Dans l'Ouest du pays, les violences post-électorales ont exacerbé les tensions inter-communautaires et les conflits fonciers. La population vit toujours aujourd'hui dans la terreur des milices et des représailles, en particulier dans les zones forestières près de la frontière libérienne.
"Des villages pillés et détruits sont déserts et l'on voit des cadavres calcinés le long des routes entre Guiglo et Toulepleu. Les équipes MSF dans la région prennent maintenant en charge des personnes qui n'osaient pas sortir de la brousse pour se faire soigner et qui souffrent de blessures datant de deux ou trois semaines. Comme ces blessés sont toujours terrifiés, ils attendent d'être dans un état critique pour sortir et se faire soigner. Et les personnes déplacées ont trop peur de revenir chez elles," explique Xavier Simon, chef de mission MSF en Côte d'Ivoire.
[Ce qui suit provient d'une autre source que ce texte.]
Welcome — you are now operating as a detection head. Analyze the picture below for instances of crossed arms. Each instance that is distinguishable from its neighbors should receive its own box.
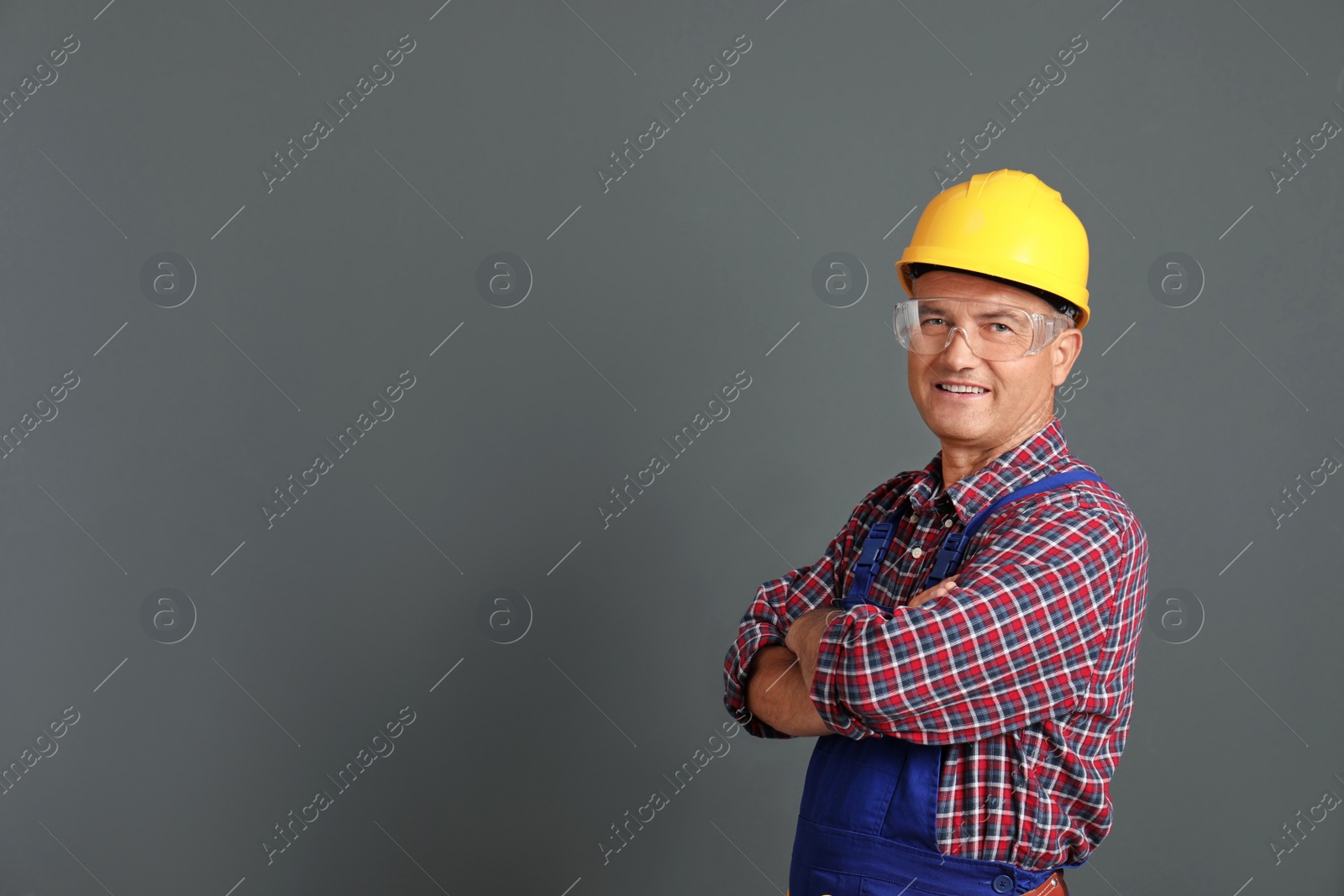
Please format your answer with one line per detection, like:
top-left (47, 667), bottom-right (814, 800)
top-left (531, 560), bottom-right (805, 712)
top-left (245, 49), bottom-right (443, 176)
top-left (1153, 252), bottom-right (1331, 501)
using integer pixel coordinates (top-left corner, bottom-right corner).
top-left (724, 489), bottom-right (1147, 743)
top-left (746, 579), bottom-right (956, 737)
De l'autre côté de la frontière, les équipes MSF au Liberia prennent en charge les réfugiés qui viennent d'arriver, dont des enfants souffrant de blessures reçues deux ou trois semaines auparavant. Les réfugiés racontent au personnel MSF les violences qu'ils ont vues ou subies en brousse en Côte d'Ivoire, lors d'attaques brutales perpétrées pour certaines onze jours plus tôt, notamment des menaces, des enlèvements, des viols et des personnes brûlées vives. Même quand ils arrivent au Liberia, leur sécurité n'est pas garantie. Il arrive que des milices traversent de nuit la frontière depuis la Côte d'Ivoire et menacent la population, la brutalisent et exigent de la nourriture.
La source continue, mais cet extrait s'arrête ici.